Publication date

Did the diabetes check improve drug adherence of Dutch patients with diabetes?: an intervention study.

Hendriks, M., Vervloet, M., Dijk, L. van. Did the diabetes check improve drug adherence of Dutch patients with diabetes?: an intervention study. European Journal of Public Health: 2005, 15(Suppl. 1) 155. Abstract. 13th Annual EUPHA Meeting "Promoting the public's health: reorienting health policies, linking health promotion and health care", Graz, 10-12 November 2005.
Background: Poor adherence to treatment of chronic diseases is a worldwide problem. Medicines are often part of therapy and appropriate drug use is important in optimizing health care outcomes. Pharmacies can improve drug adherence by providing information and assistance to their patients.

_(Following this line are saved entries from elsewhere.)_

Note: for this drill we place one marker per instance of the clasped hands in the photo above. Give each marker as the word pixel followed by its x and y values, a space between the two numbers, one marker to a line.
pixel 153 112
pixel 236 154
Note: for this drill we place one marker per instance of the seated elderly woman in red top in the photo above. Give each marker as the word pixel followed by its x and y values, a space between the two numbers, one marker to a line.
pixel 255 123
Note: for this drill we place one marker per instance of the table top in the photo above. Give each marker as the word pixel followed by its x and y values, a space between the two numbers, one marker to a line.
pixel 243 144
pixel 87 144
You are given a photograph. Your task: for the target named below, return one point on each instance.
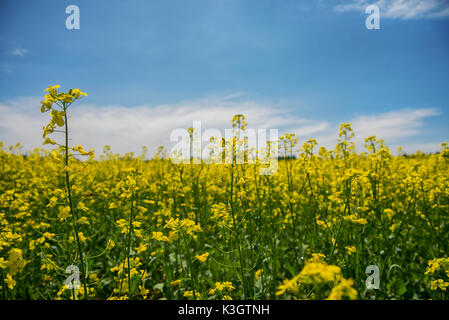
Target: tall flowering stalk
(63, 100)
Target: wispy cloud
(20, 52)
(398, 127)
(127, 129)
(401, 9)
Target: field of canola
(153, 229)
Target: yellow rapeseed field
(153, 229)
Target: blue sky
(309, 64)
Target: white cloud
(19, 52)
(127, 129)
(401, 9)
(395, 128)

Several interventions have taken place in Dutch pharmacies to enhance pharmaceutical care. We
investigated whether the Diabetes Check influenced drug adherence of patients with diabetes. Methods: Diabetes Check (DC) aimed to improve drug adherence by enhancing communication about taking medicines between pharmacists and patients. The study included two types of data. Drug adherence was measured by self-report. One thousand and forty-one patients with diabetes completed the MARS-5; 548 patients came from pharmacies that participated in DC. The Foundation for Pharmaceutical Statistics provided dispensation data on insulin and oral hypoglycaemic agents in 2000 and 2004 by 46 pharmacies (22 participated in DC). Data were analysed using multilevel regression analyses. Results: The groups of patients did not differ concerning self-reported drug adherence (b=0.09, P>.05). Patients reported that they took their medications according to prescriptions (M = 23.0, SD = 2.3). The dispensation data revealed that the number of short-term users of oral medication decreased significantly from 14.6 to 10.7% in the DC-group, and from 17.9 to 12.3% in the control group. The difference in the decrease, however, was not significant between the groups. Conclusions: Diabetes Check did not influence drug adherence of patients with diabetes. Drug adherence improved for patients of both participating and non-participating pharmacies. Since all pharmacies had participated in interventions to enhance pharmaceutical care, this might explain the increase in drug adherence for all patients. (aut.ref.)